Molecular Brain volume 16, Article number: 63 (2023) Cite this article

Abstract

Alzheimer’s disease (AD) is a neurodegenerative disease characterized by Aβ deposition, tauopathy, neuroinflammation, and impaired cognition. The recent identification of associations between protein kinases and AD pathology has spurred interest in tyrosine kinase inhibitors (TKIs) as potential strategic therapeutic agents for AD. In the present study, we investigated whether the TKIs ibrutinib, PD180970, and cabozantinib, which have different on-targets, selectively regulate AD pathology in 3.5- to 4-month-old 5xFAD mice (a model of the early phase of AD). Ibrutinib (10 mg/kg, i.p.) effectively reduced amyloid-β (Aβ) plaque number, tau hyperphosphorylation and neuroinflammation in 5xFAD mice. Surprisingly, PD180970 (10 mg/kg, i.p.) did not alter Aβ plaque number or neuroinflammatory responses and exacerbated tau hyperphosphorylation in 5xFAD mice. Cabozantinib (10 mg/kg, i.p.) had no effect on amyloidopathy but partially relieved tau hyperphosphorylation and astrogliosis. Taken together, our results suggest that not all TKIs have therapeutic effects on AD pathology in a mouse model of AD. Consequently, optimization of drug dosage, injection periods and administration routes should be considered when repurposing TKIs as novel AD therapeutics.

Alzheimer’s disease (AD) is a neurodegenerative disease in which exacerbated deposition of senile plaques and neurofibrillary tangles and excessive neuroinflammation are followed by progressive memory deficits [1]. Importantly, several recent studies have implicated protein kinases in the exacerbation of AD pathoprogression, including amyloidogenesis, tauopathy, and neuronal death [2, 3]. These findings suggest that tyrosine kinase inhibitors (TKIs) could be leveraged as therapeutic agents for AD. We previously demonstrated that ibrutinib, a Bruton’s tyrosine kinase (BTK) inhibitor that is approved for treating chronic lymphocytic leukemia, has therapeutic effects on AD pathologies, including amyloid-β (Aβ) deposition, tauopathy, neuroinflammation, and cognitive function, in mouse models of AD [4]. We have also reported effects of other TKIs, including nilotinib, dasatinib, varlitinib, and vatalanib, on Aβ- and LPS-mediated AD pathologies [5,6,7,8]. However, whether all TKIs have therapeutic efficacy against AD pathoprogression is unknown.

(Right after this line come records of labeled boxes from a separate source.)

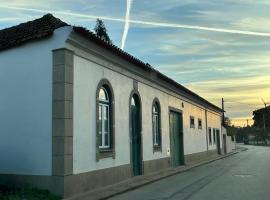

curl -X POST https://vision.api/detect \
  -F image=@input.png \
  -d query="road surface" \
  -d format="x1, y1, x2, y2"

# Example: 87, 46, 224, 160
110, 146, 270, 200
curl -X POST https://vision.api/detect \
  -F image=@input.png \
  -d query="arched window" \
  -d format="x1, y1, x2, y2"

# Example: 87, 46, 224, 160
98, 86, 111, 149
152, 101, 161, 148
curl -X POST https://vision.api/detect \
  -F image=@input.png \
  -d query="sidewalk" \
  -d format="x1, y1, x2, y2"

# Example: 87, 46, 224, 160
65, 147, 247, 200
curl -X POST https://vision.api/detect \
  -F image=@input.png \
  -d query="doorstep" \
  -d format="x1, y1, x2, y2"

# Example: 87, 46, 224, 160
65, 148, 243, 200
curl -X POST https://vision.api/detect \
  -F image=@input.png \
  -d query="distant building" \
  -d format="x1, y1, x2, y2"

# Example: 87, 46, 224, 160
253, 106, 270, 129
0, 14, 233, 197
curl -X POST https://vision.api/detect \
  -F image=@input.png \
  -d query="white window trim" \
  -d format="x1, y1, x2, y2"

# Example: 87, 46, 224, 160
99, 102, 111, 149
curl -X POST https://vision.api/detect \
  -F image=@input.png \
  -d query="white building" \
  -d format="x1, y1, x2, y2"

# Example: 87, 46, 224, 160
0, 14, 232, 197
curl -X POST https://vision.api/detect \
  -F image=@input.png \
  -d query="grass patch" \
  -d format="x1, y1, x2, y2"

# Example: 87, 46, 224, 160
0, 186, 61, 200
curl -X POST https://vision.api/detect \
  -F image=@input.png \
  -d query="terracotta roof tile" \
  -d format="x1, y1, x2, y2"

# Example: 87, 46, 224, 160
0, 14, 223, 112
0, 14, 68, 51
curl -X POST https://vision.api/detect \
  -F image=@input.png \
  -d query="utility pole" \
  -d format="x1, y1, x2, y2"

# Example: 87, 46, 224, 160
262, 98, 266, 130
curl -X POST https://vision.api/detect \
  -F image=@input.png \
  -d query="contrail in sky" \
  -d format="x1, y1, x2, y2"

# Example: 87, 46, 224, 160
121, 0, 132, 49
0, 3, 270, 37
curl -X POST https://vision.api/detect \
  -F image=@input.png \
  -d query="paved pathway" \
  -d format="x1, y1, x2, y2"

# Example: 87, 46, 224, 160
110, 146, 270, 200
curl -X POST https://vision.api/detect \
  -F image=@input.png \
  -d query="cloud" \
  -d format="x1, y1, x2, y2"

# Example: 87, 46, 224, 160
0, 5, 270, 37
121, 0, 132, 49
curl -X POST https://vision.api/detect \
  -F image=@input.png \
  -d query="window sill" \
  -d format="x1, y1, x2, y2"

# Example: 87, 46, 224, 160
96, 149, 115, 161
153, 146, 162, 152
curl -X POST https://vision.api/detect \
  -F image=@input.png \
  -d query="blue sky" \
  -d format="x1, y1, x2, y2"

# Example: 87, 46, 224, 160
0, 0, 270, 125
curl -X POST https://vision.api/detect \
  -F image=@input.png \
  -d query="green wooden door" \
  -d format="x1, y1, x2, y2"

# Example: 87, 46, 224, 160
216, 130, 221, 154
170, 111, 184, 167
131, 95, 142, 176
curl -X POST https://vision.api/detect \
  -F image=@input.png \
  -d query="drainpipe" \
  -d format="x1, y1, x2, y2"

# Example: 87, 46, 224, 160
205, 108, 208, 151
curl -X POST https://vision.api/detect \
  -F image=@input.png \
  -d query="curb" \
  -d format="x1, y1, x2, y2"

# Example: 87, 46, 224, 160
65, 148, 245, 200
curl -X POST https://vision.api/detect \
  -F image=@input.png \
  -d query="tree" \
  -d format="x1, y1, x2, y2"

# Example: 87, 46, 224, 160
94, 19, 112, 44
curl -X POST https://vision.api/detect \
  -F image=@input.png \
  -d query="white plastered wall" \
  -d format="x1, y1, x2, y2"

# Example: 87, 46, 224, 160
0, 27, 71, 175
73, 49, 220, 174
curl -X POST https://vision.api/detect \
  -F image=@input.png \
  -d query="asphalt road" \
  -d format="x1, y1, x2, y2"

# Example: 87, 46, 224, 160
110, 146, 270, 200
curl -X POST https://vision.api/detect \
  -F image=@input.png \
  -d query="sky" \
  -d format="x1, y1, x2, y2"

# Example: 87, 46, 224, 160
0, 0, 270, 126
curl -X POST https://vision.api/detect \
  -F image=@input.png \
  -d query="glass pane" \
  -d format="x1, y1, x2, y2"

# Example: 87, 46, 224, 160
98, 105, 102, 132
103, 106, 109, 132
104, 132, 109, 147
153, 104, 158, 113
130, 97, 136, 106
98, 87, 109, 101
156, 116, 160, 145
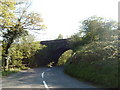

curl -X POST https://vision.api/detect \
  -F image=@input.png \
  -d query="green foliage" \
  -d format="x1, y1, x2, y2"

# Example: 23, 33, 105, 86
0, 0, 46, 70
2, 35, 42, 69
65, 59, 118, 88
2, 68, 20, 76
65, 17, 119, 88
57, 34, 63, 39
58, 50, 73, 65
0, 0, 16, 27
70, 16, 118, 51
72, 41, 118, 63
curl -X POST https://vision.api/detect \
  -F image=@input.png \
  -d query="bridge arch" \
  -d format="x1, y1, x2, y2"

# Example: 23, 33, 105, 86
36, 39, 71, 66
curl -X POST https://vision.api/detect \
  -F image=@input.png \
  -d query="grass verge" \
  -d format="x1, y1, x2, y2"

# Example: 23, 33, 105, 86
65, 60, 118, 88
0, 66, 30, 77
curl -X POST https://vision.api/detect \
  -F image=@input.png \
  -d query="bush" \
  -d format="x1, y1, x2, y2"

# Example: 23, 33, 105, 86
72, 41, 118, 63
65, 59, 118, 88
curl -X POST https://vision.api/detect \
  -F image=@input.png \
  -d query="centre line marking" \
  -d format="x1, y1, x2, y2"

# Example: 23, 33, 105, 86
42, 72, 44, 78
43, 81, 49, 90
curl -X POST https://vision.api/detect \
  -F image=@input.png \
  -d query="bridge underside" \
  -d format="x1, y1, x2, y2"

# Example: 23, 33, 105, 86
36, 39, 70, 66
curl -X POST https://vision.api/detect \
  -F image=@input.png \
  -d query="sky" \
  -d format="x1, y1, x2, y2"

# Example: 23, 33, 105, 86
29, 0, 119, 41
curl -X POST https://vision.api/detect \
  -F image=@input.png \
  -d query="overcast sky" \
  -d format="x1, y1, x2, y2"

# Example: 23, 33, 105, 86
30, 0, 119, 40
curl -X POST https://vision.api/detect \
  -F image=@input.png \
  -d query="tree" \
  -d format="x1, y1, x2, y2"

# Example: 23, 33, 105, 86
0, 0, 44, 71
57, 34, 63, 39
80, 16, 117, 41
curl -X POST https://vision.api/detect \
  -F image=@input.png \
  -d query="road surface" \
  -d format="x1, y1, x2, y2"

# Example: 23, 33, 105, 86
2, 67, 96, 89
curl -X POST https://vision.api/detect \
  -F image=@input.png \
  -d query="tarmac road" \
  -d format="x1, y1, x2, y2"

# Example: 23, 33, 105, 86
2, 67, 96, 89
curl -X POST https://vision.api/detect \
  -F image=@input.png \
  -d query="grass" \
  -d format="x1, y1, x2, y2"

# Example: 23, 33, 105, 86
2, 68, 20, 76
65, 59, 118, 88
0, 66, 30, 77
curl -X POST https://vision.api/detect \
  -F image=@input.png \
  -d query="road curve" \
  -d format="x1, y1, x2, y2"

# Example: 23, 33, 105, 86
2, 67, 96, 89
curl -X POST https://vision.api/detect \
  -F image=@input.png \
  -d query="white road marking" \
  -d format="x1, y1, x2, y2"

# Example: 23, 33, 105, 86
46, 68, 50, 71
43, 81, 49, 90
41, 72, 44, 78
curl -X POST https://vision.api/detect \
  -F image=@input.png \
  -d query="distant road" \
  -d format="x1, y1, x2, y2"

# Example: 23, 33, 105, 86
2, 67, 95, 90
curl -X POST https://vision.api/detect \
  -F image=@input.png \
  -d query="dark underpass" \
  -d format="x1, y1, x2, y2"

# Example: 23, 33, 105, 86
36, 39, 71, 66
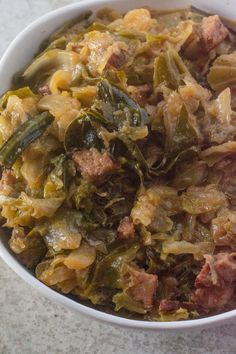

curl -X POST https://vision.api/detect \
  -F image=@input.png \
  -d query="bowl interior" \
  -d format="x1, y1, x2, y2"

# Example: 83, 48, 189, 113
0, 0, 236, 330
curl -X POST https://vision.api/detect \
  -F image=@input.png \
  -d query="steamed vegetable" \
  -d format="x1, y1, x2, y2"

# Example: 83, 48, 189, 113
0, 112, 53, 167
0, 4, 236, 321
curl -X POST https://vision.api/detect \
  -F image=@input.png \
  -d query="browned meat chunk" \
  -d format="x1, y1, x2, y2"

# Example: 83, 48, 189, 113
193, 253, 236, 309
0, 170, 17, 195
72, 148, 120, 183
194, 284, 235, 309
201, 15, 229, 52
184, 15, 229, 60
117, 216, 135, 240
107, 51, 126, 69
159, 299, 181, 312
215, 253, 236, 283
38, 85, 51, 96
126, 267, 158, 309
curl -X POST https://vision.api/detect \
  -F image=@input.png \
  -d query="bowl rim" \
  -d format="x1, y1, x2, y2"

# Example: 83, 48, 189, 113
0, 0, 236, 331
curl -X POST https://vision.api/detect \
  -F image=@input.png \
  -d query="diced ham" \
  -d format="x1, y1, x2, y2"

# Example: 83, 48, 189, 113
128, 267, 158, 309
184, 15, 229, 60
72, 148, 120, 184
193, 284, 235, 309
214, 253, 236, 283
117, 216, 135, 240
159, 299, 196, 312
201, 15, 229, 53
193, 253, 236, 309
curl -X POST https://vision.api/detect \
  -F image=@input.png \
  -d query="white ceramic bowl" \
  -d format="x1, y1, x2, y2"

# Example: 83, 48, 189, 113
0, 0, 236, 330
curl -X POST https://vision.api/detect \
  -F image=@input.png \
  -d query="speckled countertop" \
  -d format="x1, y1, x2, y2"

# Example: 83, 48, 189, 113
0, 0, 236, 354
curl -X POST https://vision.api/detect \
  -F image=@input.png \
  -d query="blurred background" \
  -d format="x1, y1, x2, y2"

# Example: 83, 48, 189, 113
0, 0, 236, 354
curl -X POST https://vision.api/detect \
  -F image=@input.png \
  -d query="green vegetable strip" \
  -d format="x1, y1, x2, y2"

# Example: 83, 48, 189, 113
0, 112, 54, 168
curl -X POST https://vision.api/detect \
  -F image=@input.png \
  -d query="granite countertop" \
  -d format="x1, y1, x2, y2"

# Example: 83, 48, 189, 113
0, 0, 236, 354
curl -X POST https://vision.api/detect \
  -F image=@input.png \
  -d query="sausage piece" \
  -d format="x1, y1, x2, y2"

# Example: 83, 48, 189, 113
72, 148, 120, 184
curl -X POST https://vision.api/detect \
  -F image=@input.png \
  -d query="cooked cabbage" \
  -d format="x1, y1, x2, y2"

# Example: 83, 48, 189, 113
0, 4, 236, 321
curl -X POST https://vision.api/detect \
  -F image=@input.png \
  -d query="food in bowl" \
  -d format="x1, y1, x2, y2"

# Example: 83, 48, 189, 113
0, 4, 236, 321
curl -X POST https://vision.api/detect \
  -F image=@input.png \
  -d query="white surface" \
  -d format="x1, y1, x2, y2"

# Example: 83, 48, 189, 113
0, 0, 236, 354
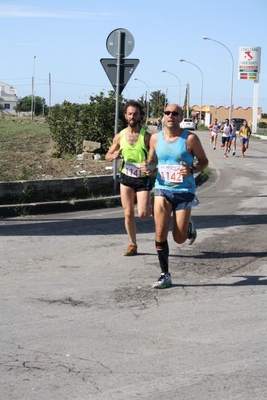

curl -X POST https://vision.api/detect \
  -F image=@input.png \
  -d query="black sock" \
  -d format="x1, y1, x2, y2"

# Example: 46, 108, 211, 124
155, 240, 169, 274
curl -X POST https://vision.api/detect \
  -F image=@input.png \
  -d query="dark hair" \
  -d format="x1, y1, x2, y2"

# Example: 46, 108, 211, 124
123, 100, 145, 119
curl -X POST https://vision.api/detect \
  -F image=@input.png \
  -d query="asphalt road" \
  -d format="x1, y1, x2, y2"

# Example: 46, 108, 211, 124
0, 132, 267, 400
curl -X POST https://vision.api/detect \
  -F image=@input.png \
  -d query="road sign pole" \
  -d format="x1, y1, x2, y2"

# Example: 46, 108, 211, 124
252, 80, 259, 133
113, 30, 121, 192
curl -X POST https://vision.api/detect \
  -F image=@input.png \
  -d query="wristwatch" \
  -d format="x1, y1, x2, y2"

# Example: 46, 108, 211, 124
190, 165, 199, 174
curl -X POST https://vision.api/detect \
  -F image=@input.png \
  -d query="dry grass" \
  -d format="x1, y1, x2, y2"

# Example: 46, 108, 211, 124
0, 117, 117, 182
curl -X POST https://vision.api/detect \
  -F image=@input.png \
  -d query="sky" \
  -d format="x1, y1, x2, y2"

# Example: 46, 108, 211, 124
0, 0, 267, 113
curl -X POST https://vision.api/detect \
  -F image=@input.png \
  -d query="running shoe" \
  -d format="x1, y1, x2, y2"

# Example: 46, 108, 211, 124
152, 272, 172, 289
124, 243, 137, 256
187, 219, 197, 245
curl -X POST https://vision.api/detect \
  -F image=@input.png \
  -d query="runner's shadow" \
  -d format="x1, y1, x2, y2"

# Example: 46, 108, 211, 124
172, 275, 267, 288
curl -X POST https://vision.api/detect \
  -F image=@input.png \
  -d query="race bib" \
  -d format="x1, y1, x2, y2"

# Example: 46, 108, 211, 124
159, 164, 183, 183
125, 162, 142, 178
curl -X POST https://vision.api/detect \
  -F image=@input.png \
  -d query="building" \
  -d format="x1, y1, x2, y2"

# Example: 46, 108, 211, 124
190, 105, 262, 126
0, 82, 18, 114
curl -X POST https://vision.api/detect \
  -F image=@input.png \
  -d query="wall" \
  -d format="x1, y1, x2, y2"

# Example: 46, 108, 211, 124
0, 175, 117, 205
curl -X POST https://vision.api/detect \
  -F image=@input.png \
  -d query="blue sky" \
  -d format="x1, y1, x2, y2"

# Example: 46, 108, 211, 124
0, 0, 267, 113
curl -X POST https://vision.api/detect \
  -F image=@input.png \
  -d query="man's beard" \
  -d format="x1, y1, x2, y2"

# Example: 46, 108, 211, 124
129, 119, 139, 127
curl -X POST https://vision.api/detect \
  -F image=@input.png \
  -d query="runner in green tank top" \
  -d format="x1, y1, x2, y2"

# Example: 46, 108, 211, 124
106, 100, 152, 256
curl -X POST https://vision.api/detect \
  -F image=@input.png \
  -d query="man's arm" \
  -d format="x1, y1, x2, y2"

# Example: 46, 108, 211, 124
105, 133, 121, 161
147, 133, 158, 171
187, 133, 209, 172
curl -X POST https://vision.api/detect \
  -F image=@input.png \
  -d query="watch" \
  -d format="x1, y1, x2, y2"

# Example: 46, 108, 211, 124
190, 165, 199, 174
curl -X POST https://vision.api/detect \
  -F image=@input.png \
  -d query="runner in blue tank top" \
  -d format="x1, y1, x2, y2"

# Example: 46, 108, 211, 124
142, 104, 208, 289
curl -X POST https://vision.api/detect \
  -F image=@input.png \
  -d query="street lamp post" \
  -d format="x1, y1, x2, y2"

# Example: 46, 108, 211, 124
31, 56, 36, 119
134, 78, 149, 124
180, 58, 203, 123
162, 69, 181, 106
203, 36, 234, 123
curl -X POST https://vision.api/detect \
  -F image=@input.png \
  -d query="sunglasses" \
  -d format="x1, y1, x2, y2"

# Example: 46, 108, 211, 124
164, 111, 179, 117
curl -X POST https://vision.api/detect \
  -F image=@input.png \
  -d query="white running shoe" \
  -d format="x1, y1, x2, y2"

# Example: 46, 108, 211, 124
152, 272, 172, 289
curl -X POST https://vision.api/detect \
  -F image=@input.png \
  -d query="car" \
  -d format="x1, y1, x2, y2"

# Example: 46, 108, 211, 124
180, 118, 195, 131
218, 118, 246, 131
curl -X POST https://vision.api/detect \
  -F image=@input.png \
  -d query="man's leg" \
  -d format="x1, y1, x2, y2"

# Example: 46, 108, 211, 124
136, 190, 151, 219
153, 196, 172, 289
120, 184, 136, 252
172, 207, 191, 244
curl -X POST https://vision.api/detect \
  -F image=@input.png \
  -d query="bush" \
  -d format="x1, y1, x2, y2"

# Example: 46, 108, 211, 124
259, 121, 267, 129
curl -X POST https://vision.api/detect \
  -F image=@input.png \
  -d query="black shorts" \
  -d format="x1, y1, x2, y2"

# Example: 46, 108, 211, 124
222, 136, 230, 144
119, 173, 152, 193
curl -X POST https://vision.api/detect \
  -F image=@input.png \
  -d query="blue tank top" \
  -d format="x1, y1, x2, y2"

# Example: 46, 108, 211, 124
155, 130, 196, 194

In this study, we assessed the effects of PD180970, a TKI targeting breakpoint cluster region-Abelson murine leukemia (Bcr-Abl), and cabozantinib, a TKI targeting vascular endothelial growth factor receptor 2 (VEGFR2), on AD pathologies and compared their therapeutic efficacies with that of ibrutinib in 5xFAD mice, a mouse model of AD. PD180970 and cabozantinib were chosen because several studies have implicated VEGFR2 and c-Abl in the pathology of AD. For example, the active form of c-Abl, which contributes to tauopathy, is increased in the hippocampus in AD patients compared to healthy controls postmortem [9]. In addition, VEGF and VEGFR2 mRNA levels in the entorhinal cortex are elevated in an aged AD mouse model [10]. Moreover, we previously reported that inhibiting Bcr-Abl and VEGF significantly attenuates LPS- or Aβ-mediated neuroinflammation, Aβ/tau pathology, or cognitive impairment in wild-type mice and an AD mouse model [5,6,7]. Importantly, there is evidence that both cabozantinib and PD180970 can penetrate the brain. Cabozantinib crosses the blood–brain barrier (BBB) and exhibits therapeutic efficacy against brain metastasis in patients with renal cell carcinoma [11,12,13], and PD180970 attenuates MPTP-induced cytotoxicity by inducing autophagy in the brain in a Parkinsonian mouse model [14].

For TKI treatment, 3.5- to 4-month-old male 5xFAD mice (a model of the early phase of AD) were injected daily with vehicle (10% DMSO + 40% PEG + 5% Tween 80 + 45% saline, i.p.), ibrutinib (10 mg/kg, i.p.), PD180970 (10 mg/kg, i.p.), or cabozantinib (10 mg/kg, i.p.) for 14 consecutive days. Then, immunofluorescence staining of brain sections was performed to analyze the therapeutic effects of the TKIs on amyloidopathy, tau hyperphosphorylation, and gliosis.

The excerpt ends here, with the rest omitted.